Please note that A may be different from the beam's centre of gravity.
The system is designed so that of the three resulting torques (only two if the beam's weight doesn't set up a torque about A), TM will always be bigger than the other(s).
The result is that the system will be set in rotational motion if held in an initial position, and then released. The mass M will move in an arc downwards, and then hit some kind of blockage (e.g. the floor).

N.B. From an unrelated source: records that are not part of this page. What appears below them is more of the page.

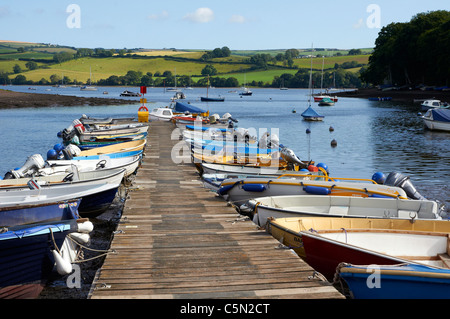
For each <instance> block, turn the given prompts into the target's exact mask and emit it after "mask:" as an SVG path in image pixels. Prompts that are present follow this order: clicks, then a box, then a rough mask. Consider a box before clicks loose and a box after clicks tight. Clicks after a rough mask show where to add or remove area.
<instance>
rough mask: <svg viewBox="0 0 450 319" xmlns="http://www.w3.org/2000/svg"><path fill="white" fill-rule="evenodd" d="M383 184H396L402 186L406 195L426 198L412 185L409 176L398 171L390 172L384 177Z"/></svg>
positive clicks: (421, 198) (393, 184)
mask: <svg viewBox="0 0 450 319" xmlns="http://www.w3.org/2000/svg"><path fill="white" fill-rule="evenodd" d="M384 185H389V186H396V187H400V188H402V189H403V190H404V191H405V193H406V195H408V197H409V198H411V199H420V200H423V199H426V198H425V197H423V196H422V195H421V194H420V193H419V192H418V191H417V190H416V188H415V187H414V185H413V184H412V183H411V181H410V180H409V177H408V176H406V175H403V174H401V173H398V172H392V173H390V174H389V175H388V177H387V178H386V181H385V182H384Z"/></svg>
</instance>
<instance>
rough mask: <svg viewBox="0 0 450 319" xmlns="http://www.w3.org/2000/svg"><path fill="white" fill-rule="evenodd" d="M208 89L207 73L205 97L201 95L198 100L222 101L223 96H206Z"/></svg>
mask: <svg viewBox="0 0 450 319" xmlns="http://www.w3.org/2000/svg"><path fill="white" fill-rule="evenodd" d="M208 89H209V75H208V85H207V86H206V97H204V96H201V97H200V101H202V102H223V101H225V98H224V97H222V96H219V97H209V96H208Z"/></svg>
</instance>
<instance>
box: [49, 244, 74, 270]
mask: <svg viewBox="0 0 450 319" xmlns="http://www.w3.org/2000/svg"><path fill="white" fill-rule="evenodd" d="M52 253H53V257H54V258H55V264H56V270H57V271H58V274H60V275H62V276H64V275H68V274H70V273H71V272H72V264H71V263H70V262H68V261H67V260H65V259H64V258H63V257H62V256H61V255H60V254H59V253H58V252H57V251H56V250H52Z"/></svg>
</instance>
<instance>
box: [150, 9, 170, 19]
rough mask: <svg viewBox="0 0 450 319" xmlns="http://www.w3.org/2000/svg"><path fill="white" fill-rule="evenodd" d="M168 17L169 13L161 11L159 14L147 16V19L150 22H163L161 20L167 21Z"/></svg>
mask: <svg viewBox="0 0 450 319" xmlns="http://www.w3.org/2000/svg"><path fill="white" fill-rule="evenodd" d="M168 17H169V13H168V12H167V11H165V10H164V11H163V12H161V13H160V14H150V15H149V16H148V18H149V19H150V20H163V19H167V18H168Z"/></svg>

I have calculated the system's moment of inertia (I), and the magnitude of the three torques are easily found. The angle between the beam and the horizontal axis will be denoted as θ.

Problem:

Once the system is released, the total torque will accelerate the system from rest because of ΣT = Iα.
In so doing, the mass M will move through a small angle dθ, and the lever arm of TM will be shortened since the arm is equal to R*cos(θ). Thus the torque decreases, and also the acceleration. The same is true for the mass m on the other side of the pivot, only that its torque in the other (negative) direction is decreased.
The net result I'm guessing will be a steadily decreasing acceleration and an angular speed that keeps growing throughout the motion, but less and less with time.

How do I model this change in acceleration and speed mathematically?
My goal is to calculate the final speed of the masses M and m, but I can't quite relate the varying quantities to time. My guess is that this will lead to some differential equations, and I'm not steady enough with my math to crack this one.
Any help will be greatly appreciated!

2. Jul 11, 2010

### Naty1

I don't know how to answer your question, but I'd guess a first year college text in dynamics (as opposed to statics) would provide some formulas and application ideas. I guess that would be part of a mechanical engineering curriculum??? Wikipedia might also be a source with some formulas to use....

3. Jul 11, 2010

### Accumulator

I have a book on university physics, but sadly mechanics are not my field, and the theory on rotational dynamics covered doesn't quite help me figuring it out.
Maybe this should have been posted on the mathematics subforums instead? It seems like this calls for more calculus than I can muster at the moment.

I will continue my investigations, and appreciate all additional thoughts on the matter! =)

4. Jul 15, 2010

### Accumulator

Okay, I think I made some headway, so I'll share my thoughts to see whether I'm on the right track.

My new approach is to use energy considerations. I'll treat the two halves of the system as separate, that is, each mass and the part of the beam that is on its side of the pivot is one entity.
Then, by treating both the masses and the beam parts as point masses, and setting a sensible reference level for the gravitational potential energy (the floor), the entire rotational motion amounts to moving four point masses up or down in the gravitational field. Thus

EP1 + EK1 = EP2 + EK2,

and since the system is at rest at startup, it reduces to

EP1 = EP2 + EK2.

Now, as the half with the heavier mass M is going to fall downwards, M's potential energy and its beam part's PE is going to decrease.
The lighter mass m and its beam part, however, will rise up, and gain PE.
Calculating the net resulting PE and comparing with the initial PE gives a difference which must be the system's final kinetic energy.
And finally, given this kinetic energy, one can use

EK = (1/2)*I*ω2

yielding

ω = sqrt(2*I*EK).

Since this last calculation considers the moment of inertia, I don't see that my simplification in the energy part should influence the final speed here.

That's it, any thoughts?